Molecular Determinants of Excitability
Neurons are excitable cells. They generate changes in membrane potential to encode and transmit information. The resting membrane potential (RMP) of the neuron is a key determinant of its excitability.
Leak channels generate the sodium and potassium currents that shape the RMP. We examine how these leak channels affect the development and activity of individual neurons and the neuronal network. We are examining the physiological roles of leak channels using electrophysiology, imaging, RNA sequencing, and genome editing.
Sodium leak: by screening for genetic mutations that affect C. elegans motor patterns, we discovered the pore (NCA-1, NCA-2), accessory (UNC-79, UNC-80), and ER-delivery subunits (NLF-1) of the sodium leak channel (Yeh et al., 2008; Xie et al., 2013; Gao et al., 2015). We identified and showed the functional conservation of the mouse channel subunit of NLF – FAM155A/mNLF-1 (Xie et al., 2013). We discovered genetic mutations that increase the leak channel activity, from C. elegans (Yeh et al., 2008) to human patients (Aoyagi et al., 2015).
More than 80% of the C. elegans proteomes have human homologs. The ease of genetic manipulation and the collection of experimental tools to examine the anatomy and activity of neurons and neuronal connections allow for the system to model neurological disorders and address their defects across the synapse, cell, and circuit resolution. We have established the C. elegans models for ALS (Murakami et al., 2015), CLIFAHDD (Aoyagi et al., 2015), and JBS (Chitturi et al. 2018).

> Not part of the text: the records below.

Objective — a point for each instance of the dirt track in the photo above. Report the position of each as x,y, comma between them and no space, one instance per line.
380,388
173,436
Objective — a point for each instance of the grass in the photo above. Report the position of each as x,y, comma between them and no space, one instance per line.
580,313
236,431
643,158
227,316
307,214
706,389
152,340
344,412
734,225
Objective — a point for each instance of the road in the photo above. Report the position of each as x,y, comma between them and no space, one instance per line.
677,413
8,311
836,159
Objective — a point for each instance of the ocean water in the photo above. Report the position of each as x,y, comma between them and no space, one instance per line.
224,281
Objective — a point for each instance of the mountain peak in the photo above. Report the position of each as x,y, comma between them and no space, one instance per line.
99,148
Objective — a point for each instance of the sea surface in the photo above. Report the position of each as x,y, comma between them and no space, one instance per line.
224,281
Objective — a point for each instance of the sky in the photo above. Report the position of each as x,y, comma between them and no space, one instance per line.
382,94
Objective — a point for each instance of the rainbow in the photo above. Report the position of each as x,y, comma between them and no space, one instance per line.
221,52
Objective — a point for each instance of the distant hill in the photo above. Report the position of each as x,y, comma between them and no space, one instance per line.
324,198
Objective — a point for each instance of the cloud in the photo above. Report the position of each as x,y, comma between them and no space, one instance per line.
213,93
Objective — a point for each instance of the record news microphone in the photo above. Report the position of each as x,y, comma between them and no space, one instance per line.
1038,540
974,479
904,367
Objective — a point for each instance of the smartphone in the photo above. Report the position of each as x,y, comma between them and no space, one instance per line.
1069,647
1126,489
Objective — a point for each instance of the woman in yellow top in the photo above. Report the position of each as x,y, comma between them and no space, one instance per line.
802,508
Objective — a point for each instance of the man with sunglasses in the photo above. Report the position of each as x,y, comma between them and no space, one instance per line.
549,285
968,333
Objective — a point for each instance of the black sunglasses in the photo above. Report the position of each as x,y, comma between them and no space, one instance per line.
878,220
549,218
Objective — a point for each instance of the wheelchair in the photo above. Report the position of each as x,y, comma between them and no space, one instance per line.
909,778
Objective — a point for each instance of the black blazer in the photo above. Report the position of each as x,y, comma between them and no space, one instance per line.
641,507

In all models, locomotory behaviours are the functional readout to dissect the underlying molecular, cellular, and circuit mechanisms of the causative genetic mutations.
Through our work on neuronal excitability, we identified the first case of CLIFAHDD, a neurodevelopmental disorder caused by gain-of-function mutations in the sodium leak channel (Aoyagi et al., 2015). We have now established the mouse model for CLIFAHDD. An ongoing project in our lab is to further our understanding of the circuit mechanism that underlies this disorder.